The Three Kingdoms of Gaming
There is a war that has been raging in our world for decades. A war fought, not between nations and kingdoms, but between the giants of the games industry. This war began underground; in the nineties arguments over Nintendo vs Sony, or Mario vs Sonic were ones fought in school-grounds and arcades, by those who KNEW. As the market has expanded (and those school children have grown up) the war has become far more public, today fought with SuperBowl commercials, in living rooms and bars. And as the war has risen in scope to be fought by the mainstream public, a line has been drawn in the sand on the battlefield. Nobody is sure who drew the first stroke, but it is there, and looks like it is here to stay. That line is the distinction between a “casual” and a “hardcore” gamer. As we approach the horizon of a new console cycle, there is a danger that the line is in the wrong place.

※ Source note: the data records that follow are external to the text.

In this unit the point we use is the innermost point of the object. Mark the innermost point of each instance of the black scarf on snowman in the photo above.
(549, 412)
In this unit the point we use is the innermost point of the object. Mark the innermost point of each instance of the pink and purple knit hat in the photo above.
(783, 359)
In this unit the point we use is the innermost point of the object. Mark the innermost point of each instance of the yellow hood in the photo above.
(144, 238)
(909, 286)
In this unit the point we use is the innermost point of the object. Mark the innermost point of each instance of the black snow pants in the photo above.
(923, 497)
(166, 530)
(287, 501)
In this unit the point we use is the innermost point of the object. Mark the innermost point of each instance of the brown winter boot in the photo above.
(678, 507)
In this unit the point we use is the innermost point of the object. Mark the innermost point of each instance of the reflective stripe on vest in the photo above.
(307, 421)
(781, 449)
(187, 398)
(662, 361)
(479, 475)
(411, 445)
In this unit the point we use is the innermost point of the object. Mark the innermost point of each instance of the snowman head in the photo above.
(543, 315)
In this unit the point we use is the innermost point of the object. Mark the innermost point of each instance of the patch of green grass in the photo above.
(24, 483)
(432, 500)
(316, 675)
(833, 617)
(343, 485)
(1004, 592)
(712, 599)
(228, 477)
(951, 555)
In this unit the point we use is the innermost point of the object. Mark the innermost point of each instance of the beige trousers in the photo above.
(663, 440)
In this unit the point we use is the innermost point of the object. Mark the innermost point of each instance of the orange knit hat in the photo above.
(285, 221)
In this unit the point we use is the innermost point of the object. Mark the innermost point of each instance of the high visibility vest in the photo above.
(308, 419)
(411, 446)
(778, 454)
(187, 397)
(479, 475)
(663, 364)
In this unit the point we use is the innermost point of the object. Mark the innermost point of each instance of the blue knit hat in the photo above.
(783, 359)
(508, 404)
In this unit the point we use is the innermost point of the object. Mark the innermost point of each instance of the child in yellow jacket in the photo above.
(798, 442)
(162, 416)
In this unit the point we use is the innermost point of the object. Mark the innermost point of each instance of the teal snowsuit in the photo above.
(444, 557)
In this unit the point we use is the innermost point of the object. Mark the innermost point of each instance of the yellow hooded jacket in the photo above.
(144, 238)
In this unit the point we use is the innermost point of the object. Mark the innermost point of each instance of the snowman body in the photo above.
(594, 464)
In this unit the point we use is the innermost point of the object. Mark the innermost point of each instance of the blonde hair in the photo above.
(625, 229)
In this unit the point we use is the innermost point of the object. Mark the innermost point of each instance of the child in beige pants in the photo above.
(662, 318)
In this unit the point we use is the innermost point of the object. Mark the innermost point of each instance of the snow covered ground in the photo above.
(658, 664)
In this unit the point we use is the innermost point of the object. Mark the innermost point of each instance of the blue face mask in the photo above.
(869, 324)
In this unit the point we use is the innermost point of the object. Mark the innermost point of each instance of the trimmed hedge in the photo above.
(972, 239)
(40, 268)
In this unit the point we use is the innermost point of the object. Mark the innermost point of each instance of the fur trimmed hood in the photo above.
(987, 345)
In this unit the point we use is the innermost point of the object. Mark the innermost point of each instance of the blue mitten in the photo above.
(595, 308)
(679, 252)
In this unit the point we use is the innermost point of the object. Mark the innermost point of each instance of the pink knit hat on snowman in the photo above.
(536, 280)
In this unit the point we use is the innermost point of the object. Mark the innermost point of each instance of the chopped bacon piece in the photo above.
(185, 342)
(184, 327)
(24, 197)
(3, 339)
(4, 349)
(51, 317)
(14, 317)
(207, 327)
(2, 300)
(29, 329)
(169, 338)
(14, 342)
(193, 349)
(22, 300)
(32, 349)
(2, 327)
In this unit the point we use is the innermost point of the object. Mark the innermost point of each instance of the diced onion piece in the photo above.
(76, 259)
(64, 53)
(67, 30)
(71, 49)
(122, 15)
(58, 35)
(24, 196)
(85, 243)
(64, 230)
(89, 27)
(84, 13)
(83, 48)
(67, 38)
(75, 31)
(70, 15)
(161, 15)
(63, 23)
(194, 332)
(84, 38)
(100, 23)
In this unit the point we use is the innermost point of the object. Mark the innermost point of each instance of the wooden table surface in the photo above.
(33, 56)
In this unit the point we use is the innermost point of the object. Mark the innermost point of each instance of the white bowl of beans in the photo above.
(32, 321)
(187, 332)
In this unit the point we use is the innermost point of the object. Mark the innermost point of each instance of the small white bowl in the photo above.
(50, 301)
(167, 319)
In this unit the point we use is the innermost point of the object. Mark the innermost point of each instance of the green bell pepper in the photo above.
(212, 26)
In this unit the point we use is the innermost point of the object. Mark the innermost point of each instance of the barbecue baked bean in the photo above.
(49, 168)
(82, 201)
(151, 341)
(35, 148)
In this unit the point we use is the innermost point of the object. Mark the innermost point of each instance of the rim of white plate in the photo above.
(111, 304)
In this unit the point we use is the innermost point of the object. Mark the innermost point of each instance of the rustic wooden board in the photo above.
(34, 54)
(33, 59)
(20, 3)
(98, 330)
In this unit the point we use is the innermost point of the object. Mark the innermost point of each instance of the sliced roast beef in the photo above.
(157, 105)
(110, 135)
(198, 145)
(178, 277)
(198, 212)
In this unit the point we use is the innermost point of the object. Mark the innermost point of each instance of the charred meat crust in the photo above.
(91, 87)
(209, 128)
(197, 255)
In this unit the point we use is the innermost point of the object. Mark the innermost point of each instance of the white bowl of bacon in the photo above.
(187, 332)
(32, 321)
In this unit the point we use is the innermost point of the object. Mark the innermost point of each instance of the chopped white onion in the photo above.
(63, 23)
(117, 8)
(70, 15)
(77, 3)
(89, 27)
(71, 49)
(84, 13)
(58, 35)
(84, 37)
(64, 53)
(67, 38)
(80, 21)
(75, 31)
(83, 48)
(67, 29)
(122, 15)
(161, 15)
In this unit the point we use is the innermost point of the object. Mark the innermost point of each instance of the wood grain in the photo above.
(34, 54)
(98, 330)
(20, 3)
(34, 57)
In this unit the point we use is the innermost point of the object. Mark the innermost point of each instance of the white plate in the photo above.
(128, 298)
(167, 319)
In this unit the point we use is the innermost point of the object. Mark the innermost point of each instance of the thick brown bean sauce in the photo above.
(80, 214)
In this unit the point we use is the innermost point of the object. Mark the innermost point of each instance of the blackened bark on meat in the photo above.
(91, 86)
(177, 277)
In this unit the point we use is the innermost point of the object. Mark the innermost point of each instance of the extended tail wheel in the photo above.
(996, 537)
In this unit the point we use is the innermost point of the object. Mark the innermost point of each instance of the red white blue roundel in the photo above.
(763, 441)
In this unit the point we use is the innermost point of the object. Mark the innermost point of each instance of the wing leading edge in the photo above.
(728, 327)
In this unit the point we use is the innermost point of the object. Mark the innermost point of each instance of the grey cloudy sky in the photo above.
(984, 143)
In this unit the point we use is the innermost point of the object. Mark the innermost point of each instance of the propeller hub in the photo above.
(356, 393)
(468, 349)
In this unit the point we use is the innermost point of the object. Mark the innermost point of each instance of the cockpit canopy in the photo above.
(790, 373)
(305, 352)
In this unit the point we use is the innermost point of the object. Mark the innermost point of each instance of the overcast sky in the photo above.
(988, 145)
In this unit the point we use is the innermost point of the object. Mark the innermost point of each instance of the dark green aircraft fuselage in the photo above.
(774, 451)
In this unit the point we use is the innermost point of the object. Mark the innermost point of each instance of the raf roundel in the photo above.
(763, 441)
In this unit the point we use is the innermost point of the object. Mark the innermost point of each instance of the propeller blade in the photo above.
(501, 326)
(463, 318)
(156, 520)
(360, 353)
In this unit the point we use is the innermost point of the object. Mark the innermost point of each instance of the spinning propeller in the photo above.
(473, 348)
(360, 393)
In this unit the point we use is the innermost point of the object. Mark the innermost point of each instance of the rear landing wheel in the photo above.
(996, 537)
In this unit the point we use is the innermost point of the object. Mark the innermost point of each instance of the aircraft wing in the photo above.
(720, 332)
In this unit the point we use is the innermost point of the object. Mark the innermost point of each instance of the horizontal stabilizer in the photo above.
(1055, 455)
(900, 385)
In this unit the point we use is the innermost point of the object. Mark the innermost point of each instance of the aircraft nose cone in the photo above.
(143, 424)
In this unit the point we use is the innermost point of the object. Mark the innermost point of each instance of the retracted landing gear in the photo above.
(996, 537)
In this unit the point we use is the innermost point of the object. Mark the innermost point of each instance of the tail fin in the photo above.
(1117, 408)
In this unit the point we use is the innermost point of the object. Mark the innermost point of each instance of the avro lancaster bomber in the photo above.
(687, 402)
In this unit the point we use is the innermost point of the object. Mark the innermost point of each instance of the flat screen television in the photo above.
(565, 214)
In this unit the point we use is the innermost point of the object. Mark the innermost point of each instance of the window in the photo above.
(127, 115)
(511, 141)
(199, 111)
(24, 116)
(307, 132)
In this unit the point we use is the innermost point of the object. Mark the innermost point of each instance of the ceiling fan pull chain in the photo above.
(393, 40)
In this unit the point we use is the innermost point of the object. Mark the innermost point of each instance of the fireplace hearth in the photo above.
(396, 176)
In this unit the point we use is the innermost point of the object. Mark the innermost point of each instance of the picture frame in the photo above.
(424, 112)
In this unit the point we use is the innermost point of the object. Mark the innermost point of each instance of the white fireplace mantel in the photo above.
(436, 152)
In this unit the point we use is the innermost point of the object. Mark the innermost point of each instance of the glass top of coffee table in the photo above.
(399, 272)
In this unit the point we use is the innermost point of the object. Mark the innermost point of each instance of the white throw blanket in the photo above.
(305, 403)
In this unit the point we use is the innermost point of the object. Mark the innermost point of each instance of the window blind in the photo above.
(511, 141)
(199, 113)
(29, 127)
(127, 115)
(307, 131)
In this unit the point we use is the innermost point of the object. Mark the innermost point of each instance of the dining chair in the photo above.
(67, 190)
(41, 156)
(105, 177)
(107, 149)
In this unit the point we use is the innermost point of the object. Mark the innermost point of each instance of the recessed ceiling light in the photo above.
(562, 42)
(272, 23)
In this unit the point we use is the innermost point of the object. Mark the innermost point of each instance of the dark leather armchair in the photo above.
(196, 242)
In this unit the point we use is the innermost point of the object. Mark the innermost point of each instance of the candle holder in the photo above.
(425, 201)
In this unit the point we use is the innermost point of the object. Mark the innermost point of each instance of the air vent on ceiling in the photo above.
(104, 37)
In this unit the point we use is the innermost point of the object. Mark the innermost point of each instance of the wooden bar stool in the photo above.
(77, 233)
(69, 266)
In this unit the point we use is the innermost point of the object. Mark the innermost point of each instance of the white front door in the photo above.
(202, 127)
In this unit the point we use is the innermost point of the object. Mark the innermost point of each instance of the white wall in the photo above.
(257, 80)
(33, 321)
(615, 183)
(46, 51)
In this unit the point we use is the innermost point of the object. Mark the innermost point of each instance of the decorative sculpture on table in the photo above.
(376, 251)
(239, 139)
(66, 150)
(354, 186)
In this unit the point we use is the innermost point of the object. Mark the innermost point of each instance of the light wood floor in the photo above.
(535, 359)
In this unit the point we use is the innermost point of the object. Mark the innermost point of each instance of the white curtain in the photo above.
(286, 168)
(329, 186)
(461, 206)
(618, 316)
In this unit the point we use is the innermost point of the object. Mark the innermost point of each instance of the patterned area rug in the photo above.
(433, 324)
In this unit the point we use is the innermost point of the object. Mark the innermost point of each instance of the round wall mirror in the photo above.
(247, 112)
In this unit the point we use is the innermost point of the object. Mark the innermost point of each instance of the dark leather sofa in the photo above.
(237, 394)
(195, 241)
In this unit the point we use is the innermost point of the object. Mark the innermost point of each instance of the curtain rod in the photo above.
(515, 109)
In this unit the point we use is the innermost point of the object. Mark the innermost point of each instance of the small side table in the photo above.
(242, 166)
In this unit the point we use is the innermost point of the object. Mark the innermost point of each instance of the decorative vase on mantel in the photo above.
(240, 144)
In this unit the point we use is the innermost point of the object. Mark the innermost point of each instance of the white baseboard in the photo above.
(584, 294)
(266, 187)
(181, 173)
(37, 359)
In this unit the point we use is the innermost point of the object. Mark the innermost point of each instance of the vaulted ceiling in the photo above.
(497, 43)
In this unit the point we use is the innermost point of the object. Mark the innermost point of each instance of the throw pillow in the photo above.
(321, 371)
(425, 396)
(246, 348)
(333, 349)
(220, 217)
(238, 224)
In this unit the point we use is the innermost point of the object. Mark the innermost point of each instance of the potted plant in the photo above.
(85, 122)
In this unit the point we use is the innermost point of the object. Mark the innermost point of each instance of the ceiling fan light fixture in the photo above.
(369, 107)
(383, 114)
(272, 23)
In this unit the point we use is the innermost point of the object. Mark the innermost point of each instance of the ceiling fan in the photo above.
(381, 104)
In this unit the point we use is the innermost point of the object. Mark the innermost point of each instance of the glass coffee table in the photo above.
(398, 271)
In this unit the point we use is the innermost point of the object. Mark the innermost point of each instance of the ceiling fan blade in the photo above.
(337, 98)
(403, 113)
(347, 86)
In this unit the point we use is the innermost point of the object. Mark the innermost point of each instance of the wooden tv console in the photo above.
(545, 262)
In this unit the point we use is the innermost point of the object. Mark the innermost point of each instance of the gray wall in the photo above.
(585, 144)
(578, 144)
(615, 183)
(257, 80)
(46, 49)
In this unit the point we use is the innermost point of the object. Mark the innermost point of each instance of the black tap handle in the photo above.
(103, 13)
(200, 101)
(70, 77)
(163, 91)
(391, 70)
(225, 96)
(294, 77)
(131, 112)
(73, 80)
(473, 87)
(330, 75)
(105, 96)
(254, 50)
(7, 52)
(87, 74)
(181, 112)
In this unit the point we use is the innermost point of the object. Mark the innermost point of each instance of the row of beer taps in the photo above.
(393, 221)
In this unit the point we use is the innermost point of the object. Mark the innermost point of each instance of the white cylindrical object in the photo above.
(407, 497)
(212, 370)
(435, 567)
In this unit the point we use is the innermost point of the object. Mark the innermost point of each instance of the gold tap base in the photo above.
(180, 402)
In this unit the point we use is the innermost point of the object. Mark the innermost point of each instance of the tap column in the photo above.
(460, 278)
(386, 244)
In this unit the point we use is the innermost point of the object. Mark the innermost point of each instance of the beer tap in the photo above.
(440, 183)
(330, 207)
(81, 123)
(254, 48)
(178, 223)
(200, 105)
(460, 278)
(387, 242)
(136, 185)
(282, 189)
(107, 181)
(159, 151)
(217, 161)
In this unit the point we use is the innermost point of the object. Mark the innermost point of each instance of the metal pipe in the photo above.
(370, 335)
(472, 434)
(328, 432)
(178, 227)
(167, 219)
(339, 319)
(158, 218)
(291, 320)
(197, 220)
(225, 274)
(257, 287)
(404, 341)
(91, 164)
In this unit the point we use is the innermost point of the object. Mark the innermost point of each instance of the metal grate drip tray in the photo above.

Where is the line drawn now? In 2006, Nintendo’s release of the Wii console could well be described as the event that made the line visible. Having earned a reputation for a domain of easily accessible, colourful, and downright simple titles, the Wii eked out an entirely new console market comprising for the first time not of scrawny school-children and socially awkward anoraks, but of entire families- even parents. Suddenly even teenage girls were involved, wangling remotes playing Just Dance and flailing like an epileptic at the disco, pretending to play tennis in Wii Sports. With that unexpected advent, the nomenclature of ‘Casual Gamer’ was cemented.
This dichotomisation naturally required an antithesis. Are they “Formal Gamers”? No. The title of “Hardcore Gamers” was suddenly bestowed on the rest of us- those of us who for years had not needed a title at all.
Why was this arbitrary distinction needed? Well, gamers the world over who were scratching their heads red-raw trying to understand the Wii were the very ones who made the distinction. That’s right- we brought it on ourselves. In order to critique and engage with this emerging new sect, we had to name it before we could shame it. And if there is one thing we gamers seem to like to do, it’s to comment, to criticise, and to demand more from our industry.
So half a decade later we found ourselves in a situation where the console manufactures themselves needed to justify their hardware- earnestly promising to cater for hardcore AND casual gamers. When the successor to the Wii was announced in 2011, the primary theme we gamers took from the news was that this new system would be capable of catering for hardcore gamers too. At this juncture, I’d ask the question, “What does that mean?”
Is it Call of Duty? Is it Battlefield? Is it Fifa, Madden, or Gears of War? I ask the question because of this theme of gamers creating disjunctive distinctions between what counts as a “real gamer” and, I guess, everyone else. So – does the average jock who plays only Call of Duty and Madden count as a real gamer? You see, if your answer is negative then the inference is that these titles do not count as Hard Core games. And here we arrive at the crux of this discussion; at the outset I advanced that there is a possibility that the line is in the wrong place. A strict dichotomisation of Hardcore and Casual simply does not work. Instead, I propose that there are instead THREE categories, each of which need to be addressed and managed by console manufacturers in their own special way.
It is undeniable that Casual Gamers are a sizeable and definable market. But within the remainder of the population there is not one, but two categories. The aforementioned CoD players, and a group which could arguably be called ‘real gamers’. Why is this important? Because these three groups have completely different needs. Casual gamers need nothing more than pretty, accessible games. The CoD heads demand merely better graphics and faster, slicker versions of the games they are playing now. What about the rest of us?
Let it not be said that graphics and power are unimportant to us in the game we play. Likewise, it would be untrue to pigeon-hole us all as sequel hating IP snobs. There is one simple thing that we (should) care about: the games. We want to play new games. We want to explore, we want to feel like children again. We want to see things we have never seen before, as well as experiencing games we already love in new, exciting formats. That, I posit, is what should be the mark of a ‘real gamer’. But if we are going to create three categories, what should we call them?
“Casual Gamers” may as well remain safe under that umbrella. How about the others, who only buy the latest CoD, Fifa, or Forza? How about we refer to this group as “Social Gamers”- they play the titles that are socially common and acceptable. And what about we faithful? How about, since we seem to have a penchant for self-categorisation, we take the bull by the horns and bestow ourselves with the only title we ever really wanted: “Gamers”.